Quasilinearization with regularizing tensor paraproducts
Oluwadamilola Fasina
TL;DR
The paper addresses nonlinear actions $A(f)$ where $f$ has mixed dyadic Hölder regularity by developing continuous and multiscale tensor paraproducts to quasilinearize $A(f)$. The core approach replaces the operator $T: f \mapsto A(f)$ with a tensor paraproduct representation $\Pi^{(t,t')}_{(A',A'')}$, and its multiscale discretization $\Pi^{(N,N')}_{(A',A'')}$, yielding $A(f) = \tilde{A}_{(N,N')}(f) + \Delta_{(N,N')}(A,f)$, where the residual $\Delta_{(N,N')}(A,f)$ has twice the regularity of $f$, i.e., $\Delta_{(N,N')}(A,f) \in \Lambda_{2\alpha}([0,1]^2)$ with $\|\Delta_{(N,N')}(A,f)\|_{\Lambda_{2\alpha}} \le C_A \|f\|_{\Lambda_{\alpha}}$. The construction relies on a telescoping expansion across tensor scales, bilinear interpolation in scale parameters, and a careful bounding of residual terms; the residual regularity is validated via a key lemma linking mixed Hölder regularity to decay of tensor-wavelet coefficients.

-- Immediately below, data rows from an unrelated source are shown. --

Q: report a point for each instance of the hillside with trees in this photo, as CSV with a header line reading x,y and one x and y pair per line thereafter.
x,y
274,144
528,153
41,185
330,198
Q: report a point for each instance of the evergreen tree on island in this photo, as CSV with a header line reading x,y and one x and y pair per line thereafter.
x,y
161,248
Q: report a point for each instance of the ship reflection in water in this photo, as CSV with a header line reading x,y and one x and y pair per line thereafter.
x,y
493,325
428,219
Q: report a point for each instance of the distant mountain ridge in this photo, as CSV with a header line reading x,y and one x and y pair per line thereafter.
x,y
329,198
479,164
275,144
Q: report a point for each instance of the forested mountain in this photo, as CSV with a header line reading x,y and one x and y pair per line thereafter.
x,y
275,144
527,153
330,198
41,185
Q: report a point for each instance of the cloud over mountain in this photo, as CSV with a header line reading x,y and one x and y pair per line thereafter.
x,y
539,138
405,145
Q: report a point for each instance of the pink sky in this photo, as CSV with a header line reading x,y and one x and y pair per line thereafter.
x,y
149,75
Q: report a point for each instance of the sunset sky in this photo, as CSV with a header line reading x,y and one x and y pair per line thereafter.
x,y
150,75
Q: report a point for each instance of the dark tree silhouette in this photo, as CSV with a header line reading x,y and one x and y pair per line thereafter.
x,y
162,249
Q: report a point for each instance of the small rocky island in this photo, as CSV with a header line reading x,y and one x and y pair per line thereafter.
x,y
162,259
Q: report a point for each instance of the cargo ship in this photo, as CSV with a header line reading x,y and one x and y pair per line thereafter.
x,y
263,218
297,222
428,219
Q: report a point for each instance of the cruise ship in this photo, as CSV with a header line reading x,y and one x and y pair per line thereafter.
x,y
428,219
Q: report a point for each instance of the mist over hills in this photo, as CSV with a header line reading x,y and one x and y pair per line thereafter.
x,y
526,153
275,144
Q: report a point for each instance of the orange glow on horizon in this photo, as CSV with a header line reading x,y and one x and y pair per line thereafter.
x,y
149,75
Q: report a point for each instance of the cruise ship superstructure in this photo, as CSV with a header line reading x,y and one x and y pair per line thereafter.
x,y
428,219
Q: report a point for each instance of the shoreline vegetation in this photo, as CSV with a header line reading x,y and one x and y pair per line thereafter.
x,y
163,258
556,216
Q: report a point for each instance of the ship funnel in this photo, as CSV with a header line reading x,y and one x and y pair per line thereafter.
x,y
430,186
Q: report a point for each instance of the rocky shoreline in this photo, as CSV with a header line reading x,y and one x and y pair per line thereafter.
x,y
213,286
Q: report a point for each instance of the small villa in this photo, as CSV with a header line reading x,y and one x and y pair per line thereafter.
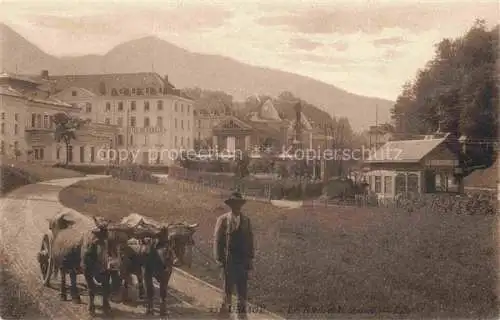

A computational example demonstrates the practical utility by illustrating how the multiscale paraproduct isolates singular structure while smoothing the nonlinear action. Overall, the framework provides a principled way to separate singular and smooth components in multiscale data and PDE-like settings, with provable regularity gains for the residual.
Abstract
We extend Bony's celebrated work on paraproducts to continous and multiscale \emph{tensor} paraproducts. For $A \in \mathcal{C}^2(\mathbb{R})$ and $f \in Λ_α([0,1]^2, d_d(x,y)^α \times d'_d(x',y')^α)$, we construct an approximation, $\tilde{A}_{(N,N')}(f)$ to $A(f)$, replacing the operator $T: f \to A(f)$ with the continous tensor paraproduct, $Π^{(t,t')}_{(A',A'')}$, and the multiscale tensor paraproduct $Π^{(N,N')}_{(A',A'')}:f \to \tilde{A}_{(N,N')}(f) + Δ_{ (N,N')}(A,f)$. In the multiscale case, we provide estimates on the residual, $Δ_{(N,N')}(A,f)$, and show it has twice the regularity of $f$ such that $Δ_{(N,N')}(A,f) \in Λ_{2 α}([0,1]^2)$ and $\lVert Δ_{(N,N')}(A,f) \rVert_{Λ_{2α}([0,1]^2)} \leq C_A \lVert f \rVert_{Λ_α([0,1]^2)} $. Our theoretical findings are supplemented with a computational example.